Voile - Le tour du monde en 80 jours

Brest - Le navigateur français Francis Joyon a bouclé sur son trimaran IDEC le premier tour du monde à la voile sans escale et en solitaire en moins de 80 jours, franchissant la ligne d'arrivée devant la rade de Brest hier matin à 7h54.

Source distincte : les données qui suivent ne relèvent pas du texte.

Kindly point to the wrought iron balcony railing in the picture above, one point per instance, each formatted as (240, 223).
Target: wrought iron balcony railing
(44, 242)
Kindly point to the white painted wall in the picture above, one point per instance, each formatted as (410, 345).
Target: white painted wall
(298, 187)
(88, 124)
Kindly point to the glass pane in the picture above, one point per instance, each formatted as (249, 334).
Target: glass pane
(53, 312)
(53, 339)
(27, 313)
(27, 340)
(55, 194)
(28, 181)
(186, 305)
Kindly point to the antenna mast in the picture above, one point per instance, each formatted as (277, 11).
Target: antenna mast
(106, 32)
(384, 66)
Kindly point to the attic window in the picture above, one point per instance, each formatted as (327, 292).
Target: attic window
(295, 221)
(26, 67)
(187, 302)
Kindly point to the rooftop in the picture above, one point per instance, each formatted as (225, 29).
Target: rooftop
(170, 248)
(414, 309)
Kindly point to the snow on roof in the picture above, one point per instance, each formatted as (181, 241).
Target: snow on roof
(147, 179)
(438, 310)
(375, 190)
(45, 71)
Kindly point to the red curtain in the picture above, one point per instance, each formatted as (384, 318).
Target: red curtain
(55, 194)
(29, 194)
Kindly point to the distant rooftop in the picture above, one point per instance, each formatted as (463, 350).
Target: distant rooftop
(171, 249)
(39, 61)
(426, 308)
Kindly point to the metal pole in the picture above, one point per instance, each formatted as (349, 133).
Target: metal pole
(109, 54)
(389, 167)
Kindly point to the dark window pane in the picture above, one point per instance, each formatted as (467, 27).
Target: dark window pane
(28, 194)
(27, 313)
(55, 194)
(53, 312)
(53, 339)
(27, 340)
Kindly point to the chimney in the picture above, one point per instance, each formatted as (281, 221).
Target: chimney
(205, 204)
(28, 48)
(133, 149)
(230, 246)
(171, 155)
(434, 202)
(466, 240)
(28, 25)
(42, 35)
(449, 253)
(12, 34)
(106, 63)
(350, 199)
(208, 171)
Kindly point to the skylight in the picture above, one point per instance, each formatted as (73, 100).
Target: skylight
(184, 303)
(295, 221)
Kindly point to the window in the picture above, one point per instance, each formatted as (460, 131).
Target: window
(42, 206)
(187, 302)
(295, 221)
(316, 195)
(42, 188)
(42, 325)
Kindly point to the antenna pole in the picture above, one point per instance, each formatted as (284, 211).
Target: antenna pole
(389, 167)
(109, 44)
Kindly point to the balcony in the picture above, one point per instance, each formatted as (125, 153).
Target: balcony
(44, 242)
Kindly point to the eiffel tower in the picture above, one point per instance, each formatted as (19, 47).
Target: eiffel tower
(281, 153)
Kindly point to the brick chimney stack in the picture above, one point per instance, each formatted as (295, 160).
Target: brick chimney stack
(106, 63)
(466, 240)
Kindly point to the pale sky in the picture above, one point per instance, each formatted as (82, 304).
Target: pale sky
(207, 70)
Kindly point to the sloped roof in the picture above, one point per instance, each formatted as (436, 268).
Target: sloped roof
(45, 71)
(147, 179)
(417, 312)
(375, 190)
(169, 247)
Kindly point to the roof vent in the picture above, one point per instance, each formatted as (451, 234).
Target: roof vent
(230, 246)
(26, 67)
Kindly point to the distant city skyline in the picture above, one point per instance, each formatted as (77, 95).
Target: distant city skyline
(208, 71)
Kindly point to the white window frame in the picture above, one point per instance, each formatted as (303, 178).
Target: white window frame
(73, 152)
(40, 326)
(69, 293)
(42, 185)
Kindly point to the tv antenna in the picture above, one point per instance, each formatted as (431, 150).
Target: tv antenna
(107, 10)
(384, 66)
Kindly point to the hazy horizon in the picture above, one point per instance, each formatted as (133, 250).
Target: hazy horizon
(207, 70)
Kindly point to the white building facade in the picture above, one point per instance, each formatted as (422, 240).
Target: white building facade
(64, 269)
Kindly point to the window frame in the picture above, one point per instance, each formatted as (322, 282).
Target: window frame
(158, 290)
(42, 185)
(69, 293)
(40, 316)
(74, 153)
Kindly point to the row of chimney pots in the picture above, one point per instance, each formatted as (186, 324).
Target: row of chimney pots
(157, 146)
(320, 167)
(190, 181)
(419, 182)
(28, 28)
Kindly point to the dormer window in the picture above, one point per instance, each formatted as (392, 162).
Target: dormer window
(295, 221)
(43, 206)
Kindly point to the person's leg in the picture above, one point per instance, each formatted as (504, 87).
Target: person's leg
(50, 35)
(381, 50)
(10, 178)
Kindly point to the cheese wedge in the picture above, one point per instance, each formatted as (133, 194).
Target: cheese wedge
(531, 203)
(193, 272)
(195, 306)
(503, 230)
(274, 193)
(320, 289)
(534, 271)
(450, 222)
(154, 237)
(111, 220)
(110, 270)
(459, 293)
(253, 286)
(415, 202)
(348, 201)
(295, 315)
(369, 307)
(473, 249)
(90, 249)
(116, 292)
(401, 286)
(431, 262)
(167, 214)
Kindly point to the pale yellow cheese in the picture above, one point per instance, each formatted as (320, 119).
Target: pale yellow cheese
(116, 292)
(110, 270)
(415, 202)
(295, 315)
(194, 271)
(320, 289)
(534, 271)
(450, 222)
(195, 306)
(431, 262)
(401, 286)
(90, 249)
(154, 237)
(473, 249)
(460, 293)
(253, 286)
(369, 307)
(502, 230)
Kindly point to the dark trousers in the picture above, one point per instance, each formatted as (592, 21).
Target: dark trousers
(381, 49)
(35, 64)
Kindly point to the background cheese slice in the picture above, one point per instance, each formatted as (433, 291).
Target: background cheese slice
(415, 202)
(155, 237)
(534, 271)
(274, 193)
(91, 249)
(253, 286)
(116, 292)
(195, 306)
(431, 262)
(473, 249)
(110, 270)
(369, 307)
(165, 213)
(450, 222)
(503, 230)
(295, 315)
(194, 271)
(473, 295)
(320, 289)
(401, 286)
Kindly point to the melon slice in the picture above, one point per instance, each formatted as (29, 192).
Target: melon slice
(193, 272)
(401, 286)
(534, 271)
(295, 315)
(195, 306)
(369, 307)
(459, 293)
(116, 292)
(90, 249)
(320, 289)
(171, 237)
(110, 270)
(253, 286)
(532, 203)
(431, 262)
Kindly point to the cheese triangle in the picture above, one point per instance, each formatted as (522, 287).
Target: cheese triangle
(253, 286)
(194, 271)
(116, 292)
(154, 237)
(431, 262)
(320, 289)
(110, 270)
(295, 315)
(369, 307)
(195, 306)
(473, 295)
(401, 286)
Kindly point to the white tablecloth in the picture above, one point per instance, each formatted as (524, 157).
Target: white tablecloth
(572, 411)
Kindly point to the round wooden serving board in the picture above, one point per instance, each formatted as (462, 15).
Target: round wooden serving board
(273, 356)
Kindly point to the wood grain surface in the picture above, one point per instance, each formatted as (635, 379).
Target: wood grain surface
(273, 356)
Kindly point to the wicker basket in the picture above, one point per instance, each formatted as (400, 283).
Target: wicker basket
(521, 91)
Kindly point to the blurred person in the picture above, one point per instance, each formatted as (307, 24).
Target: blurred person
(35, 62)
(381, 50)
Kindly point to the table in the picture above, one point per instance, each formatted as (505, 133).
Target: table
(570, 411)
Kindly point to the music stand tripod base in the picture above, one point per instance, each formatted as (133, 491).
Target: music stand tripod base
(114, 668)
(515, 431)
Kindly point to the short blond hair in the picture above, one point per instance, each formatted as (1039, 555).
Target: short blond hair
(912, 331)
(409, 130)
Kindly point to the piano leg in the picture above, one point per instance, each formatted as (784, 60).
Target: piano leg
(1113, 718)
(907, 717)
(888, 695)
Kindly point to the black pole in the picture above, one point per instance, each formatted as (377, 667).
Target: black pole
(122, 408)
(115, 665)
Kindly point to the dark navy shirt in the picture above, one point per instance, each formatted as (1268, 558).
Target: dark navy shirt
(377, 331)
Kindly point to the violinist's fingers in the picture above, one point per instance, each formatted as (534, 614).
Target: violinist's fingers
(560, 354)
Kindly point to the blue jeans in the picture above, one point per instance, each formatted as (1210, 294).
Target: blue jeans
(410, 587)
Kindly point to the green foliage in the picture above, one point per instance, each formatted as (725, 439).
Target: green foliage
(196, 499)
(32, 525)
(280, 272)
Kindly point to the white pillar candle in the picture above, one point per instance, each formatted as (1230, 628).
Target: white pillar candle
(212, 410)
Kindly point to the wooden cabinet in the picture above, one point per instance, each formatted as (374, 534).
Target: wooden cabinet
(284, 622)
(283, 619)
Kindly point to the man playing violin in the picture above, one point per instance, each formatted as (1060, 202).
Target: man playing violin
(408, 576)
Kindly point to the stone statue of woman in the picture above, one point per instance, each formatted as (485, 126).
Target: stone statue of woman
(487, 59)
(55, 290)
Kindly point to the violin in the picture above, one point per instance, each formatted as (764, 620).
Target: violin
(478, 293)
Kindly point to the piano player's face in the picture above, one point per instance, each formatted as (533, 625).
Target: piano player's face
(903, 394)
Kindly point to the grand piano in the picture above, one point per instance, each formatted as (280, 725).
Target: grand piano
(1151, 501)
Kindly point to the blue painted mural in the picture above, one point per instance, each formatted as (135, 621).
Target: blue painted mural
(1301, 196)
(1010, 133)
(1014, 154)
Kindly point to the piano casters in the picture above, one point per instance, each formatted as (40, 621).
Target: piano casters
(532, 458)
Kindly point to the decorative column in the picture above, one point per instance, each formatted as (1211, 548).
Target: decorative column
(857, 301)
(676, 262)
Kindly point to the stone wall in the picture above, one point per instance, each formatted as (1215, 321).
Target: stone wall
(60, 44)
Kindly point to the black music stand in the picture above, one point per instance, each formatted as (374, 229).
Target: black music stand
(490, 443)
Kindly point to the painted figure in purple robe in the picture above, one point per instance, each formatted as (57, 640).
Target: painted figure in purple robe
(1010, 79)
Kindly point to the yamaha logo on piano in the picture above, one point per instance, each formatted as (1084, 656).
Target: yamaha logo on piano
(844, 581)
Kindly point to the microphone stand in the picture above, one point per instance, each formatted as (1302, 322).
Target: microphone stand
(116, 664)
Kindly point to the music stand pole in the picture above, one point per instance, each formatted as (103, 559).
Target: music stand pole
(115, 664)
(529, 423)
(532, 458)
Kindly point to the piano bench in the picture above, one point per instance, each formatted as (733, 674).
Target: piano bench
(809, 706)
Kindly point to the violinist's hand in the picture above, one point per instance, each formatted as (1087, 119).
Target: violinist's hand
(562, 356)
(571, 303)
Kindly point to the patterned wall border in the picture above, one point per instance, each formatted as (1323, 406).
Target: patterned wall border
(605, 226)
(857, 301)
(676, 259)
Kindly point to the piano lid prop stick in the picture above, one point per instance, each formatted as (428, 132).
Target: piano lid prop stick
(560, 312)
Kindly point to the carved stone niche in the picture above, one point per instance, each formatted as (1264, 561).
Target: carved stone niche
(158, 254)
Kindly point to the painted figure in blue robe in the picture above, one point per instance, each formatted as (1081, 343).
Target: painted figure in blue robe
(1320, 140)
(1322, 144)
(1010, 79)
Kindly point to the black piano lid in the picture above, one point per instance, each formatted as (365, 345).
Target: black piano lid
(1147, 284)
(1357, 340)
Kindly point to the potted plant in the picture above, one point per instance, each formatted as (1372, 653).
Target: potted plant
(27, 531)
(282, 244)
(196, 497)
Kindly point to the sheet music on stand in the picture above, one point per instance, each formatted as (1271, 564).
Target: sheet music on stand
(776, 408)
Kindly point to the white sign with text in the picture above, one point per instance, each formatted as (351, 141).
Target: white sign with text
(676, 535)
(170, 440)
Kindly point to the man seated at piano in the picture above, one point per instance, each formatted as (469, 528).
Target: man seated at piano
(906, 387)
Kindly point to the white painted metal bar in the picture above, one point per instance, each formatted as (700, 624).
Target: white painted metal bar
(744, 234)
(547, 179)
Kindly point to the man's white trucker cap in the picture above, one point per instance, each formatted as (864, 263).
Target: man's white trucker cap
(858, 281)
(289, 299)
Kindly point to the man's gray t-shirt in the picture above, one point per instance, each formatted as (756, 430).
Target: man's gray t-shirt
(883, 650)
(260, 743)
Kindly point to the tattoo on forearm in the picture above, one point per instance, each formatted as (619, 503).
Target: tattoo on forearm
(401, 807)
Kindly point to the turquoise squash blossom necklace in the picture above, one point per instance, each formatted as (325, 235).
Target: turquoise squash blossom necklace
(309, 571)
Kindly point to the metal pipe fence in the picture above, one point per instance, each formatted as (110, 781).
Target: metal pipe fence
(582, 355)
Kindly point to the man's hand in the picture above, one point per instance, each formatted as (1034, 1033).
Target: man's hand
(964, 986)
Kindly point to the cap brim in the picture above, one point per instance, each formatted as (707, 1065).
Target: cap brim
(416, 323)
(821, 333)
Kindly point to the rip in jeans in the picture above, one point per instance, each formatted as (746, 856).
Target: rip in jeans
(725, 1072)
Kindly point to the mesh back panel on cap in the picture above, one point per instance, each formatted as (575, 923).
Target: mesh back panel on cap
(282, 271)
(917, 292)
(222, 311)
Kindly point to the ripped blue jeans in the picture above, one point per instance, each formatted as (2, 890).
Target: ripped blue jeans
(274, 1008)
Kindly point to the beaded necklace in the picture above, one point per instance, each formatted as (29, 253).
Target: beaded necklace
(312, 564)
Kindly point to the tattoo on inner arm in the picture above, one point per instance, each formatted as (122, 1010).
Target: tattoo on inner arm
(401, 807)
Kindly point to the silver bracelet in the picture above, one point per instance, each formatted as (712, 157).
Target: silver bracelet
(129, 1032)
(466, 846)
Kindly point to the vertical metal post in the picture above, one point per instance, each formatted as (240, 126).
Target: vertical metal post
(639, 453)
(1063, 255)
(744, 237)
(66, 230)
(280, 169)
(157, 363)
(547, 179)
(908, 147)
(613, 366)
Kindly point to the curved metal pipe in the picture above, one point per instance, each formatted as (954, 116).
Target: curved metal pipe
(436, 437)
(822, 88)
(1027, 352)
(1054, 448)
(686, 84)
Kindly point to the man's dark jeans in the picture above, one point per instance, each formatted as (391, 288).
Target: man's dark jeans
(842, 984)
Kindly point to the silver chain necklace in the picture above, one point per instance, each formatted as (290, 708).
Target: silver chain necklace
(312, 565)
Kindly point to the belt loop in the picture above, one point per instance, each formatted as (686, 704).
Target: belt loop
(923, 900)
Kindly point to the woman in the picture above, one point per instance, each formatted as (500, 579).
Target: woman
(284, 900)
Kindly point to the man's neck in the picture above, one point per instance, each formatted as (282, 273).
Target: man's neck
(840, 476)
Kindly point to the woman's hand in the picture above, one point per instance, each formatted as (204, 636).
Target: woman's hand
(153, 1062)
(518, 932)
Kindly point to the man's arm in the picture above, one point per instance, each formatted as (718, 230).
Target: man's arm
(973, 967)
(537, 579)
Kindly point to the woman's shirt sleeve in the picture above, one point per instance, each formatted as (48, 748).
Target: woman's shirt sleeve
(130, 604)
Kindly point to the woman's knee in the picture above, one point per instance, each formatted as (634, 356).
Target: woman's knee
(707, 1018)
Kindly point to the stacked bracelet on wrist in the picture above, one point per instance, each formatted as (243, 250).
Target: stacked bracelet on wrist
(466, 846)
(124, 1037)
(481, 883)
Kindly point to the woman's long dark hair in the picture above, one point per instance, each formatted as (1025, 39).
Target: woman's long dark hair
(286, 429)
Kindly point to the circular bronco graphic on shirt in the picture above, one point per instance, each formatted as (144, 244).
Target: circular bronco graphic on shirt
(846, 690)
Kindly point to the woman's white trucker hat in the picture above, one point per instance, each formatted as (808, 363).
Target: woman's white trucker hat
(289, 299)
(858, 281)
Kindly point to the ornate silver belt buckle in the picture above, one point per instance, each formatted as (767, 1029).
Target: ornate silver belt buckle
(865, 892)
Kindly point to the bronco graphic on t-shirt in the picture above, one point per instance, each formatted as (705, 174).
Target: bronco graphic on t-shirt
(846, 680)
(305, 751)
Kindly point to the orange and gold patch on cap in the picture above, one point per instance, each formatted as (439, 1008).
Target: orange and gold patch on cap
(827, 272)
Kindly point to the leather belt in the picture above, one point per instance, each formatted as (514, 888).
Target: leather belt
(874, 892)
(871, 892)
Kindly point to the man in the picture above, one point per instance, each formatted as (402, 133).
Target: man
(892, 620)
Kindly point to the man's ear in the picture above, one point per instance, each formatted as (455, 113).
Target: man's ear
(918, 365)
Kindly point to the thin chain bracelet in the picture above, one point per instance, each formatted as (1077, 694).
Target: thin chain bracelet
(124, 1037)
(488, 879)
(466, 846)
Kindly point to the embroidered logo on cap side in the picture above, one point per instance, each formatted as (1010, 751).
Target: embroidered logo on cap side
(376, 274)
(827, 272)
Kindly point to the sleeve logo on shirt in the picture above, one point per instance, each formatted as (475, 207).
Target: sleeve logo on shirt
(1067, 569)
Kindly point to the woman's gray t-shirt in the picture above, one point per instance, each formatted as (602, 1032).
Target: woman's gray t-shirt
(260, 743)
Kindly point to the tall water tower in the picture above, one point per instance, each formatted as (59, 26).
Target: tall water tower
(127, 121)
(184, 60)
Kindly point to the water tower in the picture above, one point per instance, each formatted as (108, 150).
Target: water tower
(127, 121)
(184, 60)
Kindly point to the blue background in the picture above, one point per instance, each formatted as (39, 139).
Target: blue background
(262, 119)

En terminant sa circumnavigation en 72 jours, 22 heures, 54 minutes et 22 secondes, le skipper de 47 ans a battu de 20 jours le record établi par Michel Desjoyeaux en monocoque pendant la dernière course Vendée Globe (édition 2000-2001). Et il a pulvérisé de plus de 50 jours le précédent record en multicoque établi en 1988-1989 par Olivier de Kersauzon sur le même bateau, alors baptisé Un autre regard.

Parti le 22 novembre sur une ligne de départ tracée entre l'île d'Ouessant (Finistère) et le Cap Lizard (Angleterre), Francis Joyon a parcouru en moyenne chaque jour 372 milles à 15,5 noeuds de vitesse. Pour tenir seul ce rythme pendant 72 jours sur un bateau de 27m de long, le navigateur était équipé de deux pilotes automatiques avec toutes les pièces de rechange, pour s'octroyer quatre heures de sommeil par jour.

Joyon a expliqué au cours d'une conférence de presse à Brest qu'il s'est tout de même accordé du plaisir à la barre, en surfant sur les grandes vagues des mers du Sud à 30 noeuds. Même si, avoue-t-il, «barrer pendant dix heures, c'était parfois trop, car il fallait privilégier le choix des trajectoires».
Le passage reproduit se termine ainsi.